本ガイドラインの目的は、大地震や水害等の自然災害に備え、障害福祉サービスの業務継続のために平時から準備・検討しておくべきことや発生時の対応について、障害福祉サービス類型に応じたガイドラインとして整理しました。

BCPの策定や研修の実施、訓練の実施等が令和6年度から義務付けられます。ただし、義務化までには準備期間が設けられています。

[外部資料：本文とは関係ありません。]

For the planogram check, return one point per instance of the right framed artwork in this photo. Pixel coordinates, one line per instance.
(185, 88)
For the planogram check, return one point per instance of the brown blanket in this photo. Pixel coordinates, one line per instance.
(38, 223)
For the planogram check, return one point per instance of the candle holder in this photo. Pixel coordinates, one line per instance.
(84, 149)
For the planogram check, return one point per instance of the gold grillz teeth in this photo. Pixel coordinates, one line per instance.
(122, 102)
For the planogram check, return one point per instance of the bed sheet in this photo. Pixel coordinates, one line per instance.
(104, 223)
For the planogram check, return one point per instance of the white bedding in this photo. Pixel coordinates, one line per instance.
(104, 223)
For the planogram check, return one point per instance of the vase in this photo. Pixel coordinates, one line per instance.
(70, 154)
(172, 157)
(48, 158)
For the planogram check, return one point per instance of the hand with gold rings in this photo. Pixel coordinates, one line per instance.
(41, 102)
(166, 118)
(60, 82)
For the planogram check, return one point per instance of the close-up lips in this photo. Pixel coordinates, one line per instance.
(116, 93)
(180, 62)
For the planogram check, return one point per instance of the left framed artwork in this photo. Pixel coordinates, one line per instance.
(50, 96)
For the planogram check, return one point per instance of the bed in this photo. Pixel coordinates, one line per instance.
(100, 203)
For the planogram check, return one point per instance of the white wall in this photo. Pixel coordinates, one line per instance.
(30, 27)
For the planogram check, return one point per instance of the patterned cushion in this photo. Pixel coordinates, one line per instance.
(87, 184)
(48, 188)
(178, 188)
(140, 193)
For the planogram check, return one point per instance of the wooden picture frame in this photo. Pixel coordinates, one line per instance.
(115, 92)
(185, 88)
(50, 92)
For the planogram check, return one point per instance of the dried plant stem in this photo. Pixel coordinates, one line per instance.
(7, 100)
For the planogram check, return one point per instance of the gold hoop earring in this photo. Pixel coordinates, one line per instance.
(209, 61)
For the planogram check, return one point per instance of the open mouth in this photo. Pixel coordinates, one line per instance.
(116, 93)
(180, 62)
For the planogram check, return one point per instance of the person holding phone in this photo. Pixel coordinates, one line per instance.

この準備期間を有効的に活用し、それぞれの障害福祉サービス事業所において、BCPの策定等を行いましょう。

BCPの策定は、原則、事業所単位です。

自然災害BCPの全体像

上記ガイドラインには、自然災害(震災・水害)BCPのフローチャートも掲載されています。

BCP

(出典:障害福祉サービス事業所等における自然災害発生時の事業継続ガイドライン)

BCPの全体像・フローチャートでは、

  1. 概要
  2. 平常時の対応
  3. 緊急時の対応
  4. 他施設との連携
  5. 地域との連携

とされていますので、これらに則ってBCPを策定されていくと良いかと思います。

ここでは、業務継続を困難とさせるケースとして、「平常時の対応」と「緊急時の対応」が挙げられています。

平常時の対応

平常時の対応には、

  • 建物・設備の安全対策
  • 電気が止まった場合の対策
  • ガスが止まった場合の対策
  • 水道が止まった場合の対策
  • 通信が麻痺した場合の対策
  • システムが停止した場合の対策
  • 衛生面(トイレ等)の対策
  • 必需品の備蓄
  • 資金手当

があります。

緊急時の対応

緊急時の対応には、

  • BCP発動基準
  • 行動基準
  • 対応体制
  • 安否確認
  • 職員の参集基準
  • 施設内外での避難場所・避難方法
  • 重要業務の継続
  • 職員の管理
  • 復旧対応 etc

が挙げられています。

これらを一つひとつ見ていくと、それぞれの対応方法について、イメージが湧きやすいかと思います。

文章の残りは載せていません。